Sether acquired his property in 1995. At that time, the fence appeared to be very old. The disputed area is in a meadow that functions as the backyard for the Sether residence. Sether mows the disputed area and attempts to keep weeds off of it. There is a line of young fir trees in the area that appears to have been intentionally planted and that was on the property when Sether acquired it. There is a visible difference between the use of the disputed property and the use of the Gilinsky property on the other side of the fence, which is densely forested.

James Hendricks, who owned the Sether property from 1972 until 1976, testified at trial. After 1978 and until the time of trial, Hendricks also lived about 150 yards away from the Sether property. At the time that he owned the Sether property, Hendricks considered the disputed area to be part of his backyard. Like Sether, he mowed the area and kept weeds off of it. He said that the Gilinsky side remained heavily forested, while the Sether side, including the disputed property, was cleared and maintained during the relevant time period. Hendricks also testified that the condition of the Sether property and the Gilinsky property is the same now as when he lived there. Both Sether and Hendricks testified that, when they purchased the Sether property, they were told that the fence line was the boundary line of the property and that they always believed that they owned the property up to the fence.

B. The Bucan Property

Bucan acquired his property in early 1980. He always believed that he owned the property up to the fence line. The fence on that portion of the disputed property was built in the mid-1950s by Alfred Kaelin, who owned the Gilinsky property at that time, and by Jacob Owens, who owned the Bucan property at that time, and by two other individuals, who owned land nearby. Bucan mowed, planted trees, stored lumber, and gardened in the disputed area after taking possession in 1980. According to his testimony, there is a visible difference between his use of the disputed property and the use of the property on the Gilinsky side of the fence, which is overgrown, brushy, and forested.

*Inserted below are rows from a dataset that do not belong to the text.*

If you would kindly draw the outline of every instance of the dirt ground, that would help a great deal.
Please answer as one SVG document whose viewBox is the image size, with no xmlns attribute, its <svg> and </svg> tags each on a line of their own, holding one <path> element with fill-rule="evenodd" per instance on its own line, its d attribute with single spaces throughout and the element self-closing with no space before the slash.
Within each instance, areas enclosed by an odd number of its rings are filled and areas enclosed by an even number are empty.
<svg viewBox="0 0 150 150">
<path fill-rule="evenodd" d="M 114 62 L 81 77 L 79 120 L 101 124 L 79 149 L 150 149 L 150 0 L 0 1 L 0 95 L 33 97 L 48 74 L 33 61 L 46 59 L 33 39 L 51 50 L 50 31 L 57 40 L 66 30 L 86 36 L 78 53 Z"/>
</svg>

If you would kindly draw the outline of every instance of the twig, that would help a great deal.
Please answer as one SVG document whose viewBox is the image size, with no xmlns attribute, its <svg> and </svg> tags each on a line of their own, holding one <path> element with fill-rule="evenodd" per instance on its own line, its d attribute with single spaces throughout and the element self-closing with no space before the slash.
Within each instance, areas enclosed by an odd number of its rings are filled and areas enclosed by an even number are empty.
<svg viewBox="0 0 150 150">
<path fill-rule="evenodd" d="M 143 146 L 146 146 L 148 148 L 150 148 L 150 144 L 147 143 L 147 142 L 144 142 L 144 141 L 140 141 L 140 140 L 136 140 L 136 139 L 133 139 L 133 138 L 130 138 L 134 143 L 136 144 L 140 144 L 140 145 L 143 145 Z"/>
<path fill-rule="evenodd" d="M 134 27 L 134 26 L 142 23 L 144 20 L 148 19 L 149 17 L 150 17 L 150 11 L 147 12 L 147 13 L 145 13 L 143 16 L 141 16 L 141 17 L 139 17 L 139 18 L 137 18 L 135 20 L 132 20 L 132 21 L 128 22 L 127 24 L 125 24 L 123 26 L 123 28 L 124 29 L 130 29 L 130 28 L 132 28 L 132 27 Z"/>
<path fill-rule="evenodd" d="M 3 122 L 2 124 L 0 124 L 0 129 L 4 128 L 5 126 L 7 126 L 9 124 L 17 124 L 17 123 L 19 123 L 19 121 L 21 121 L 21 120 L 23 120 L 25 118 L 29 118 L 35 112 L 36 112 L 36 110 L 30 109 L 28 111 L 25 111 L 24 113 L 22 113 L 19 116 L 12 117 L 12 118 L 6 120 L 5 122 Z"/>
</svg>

[156]*156Sam Groves testified that he observed the use of the Bucan property over the past 40 years. He testified that the use has been “normal rural activities]” such as storage and gardening. According to him, there has been no interruption in the use of the land for the past 40 years, and the nature of the use has not changed over that period of time. Bobbe Groves also observed the use of the Bucan property over the years since 1948. She testified that the previous owners used the property just as the Bucans use it and that it always has been used up to the fence line.

C. The Hess Property

Hess acquired his property in 1989 from William Dolmage. Dolmage acquired the Hess property in 1970 from Myron Sukow. Both individuals understood their property to extend to the fence line. When Dolmage took possession of the Hess property, it had no house or human inhabitants. In 1970, Dolmage installed an underground septic system consisting of a septic tank and drain field on the disputed portion of the property. Since 1970, the flat area above the septic system has been used as a parking area and turn-around spot for vehicles.2 At the time that the septic system was installed, Dolmage also put in a driveway and built a house on the portion of Hess property that is not in dispute. He also had his sons, together with the then-owner of the Gilinsky property, extend the existing fence line. A friend of his, who was a surveyor, “sh[o]t a line” up the hill on which they built the fence. The existing fence was used as a starting point for that line. Dolmage measured the property, which he understood should be 250 feet wide, to make sure that the fence was being put in the proper place. He testified that the fence was intended as a boundary line between the two properties and he would have moved the fence if he had determined that it [157]*157was in the wrong place. Sam Groves testified that the disputed portion of the Hess property has been used for parking and other “normal rural use[s].” Bobbe Groves testified that, when her father, Sukow, owned the Hess property, he cut down trees in the disputed area. In 1983, Dolmage put a shed and a satellite dish on the disputed area. There is also a cross fence on the Hess property. The shed, satellite dish, and parking were placed on the west side of the cross fence. On the east side of the fence, the Hess property remains brushy and overgrown. Also, on the plaintiffs side of the fence, the property has not been developed and remains heavily wooded.

D. The Groves Property

Sukow, Bobbe Groves father, acquired the Groves property in 1948, and Bobbe Groves began living on it at that time. Sukow, who is presently severely impaired by Alzheimer’s disease, was unavailable to testify at trial. The Groveses acquired the property from Sukow in 1985. Sukow continues to live on the property, and Sam and Bobbe Groves continue to visit on a weekly basis. Their duration of contact with the property is between 40 and 50 years. They testified that the fence lines have been on the property as long as they can remember and have remained in the same location. Sukow used the disputed area adjoining the Groves property as his own. As children, Bobbe Groves and her sister played in the disputed area, and Sukow cut firewood there. He also mowed and maintained the area and planted trees. Bobbe testified that she and her sister had a playhouse in the disputed area when they were children. Further, Sukow constructed a lane in the late 1970s, that is situated alongside the fence in the disputed area of the property. He granted Dolmage an easement to use the lane for ingress and egress to the Hess property.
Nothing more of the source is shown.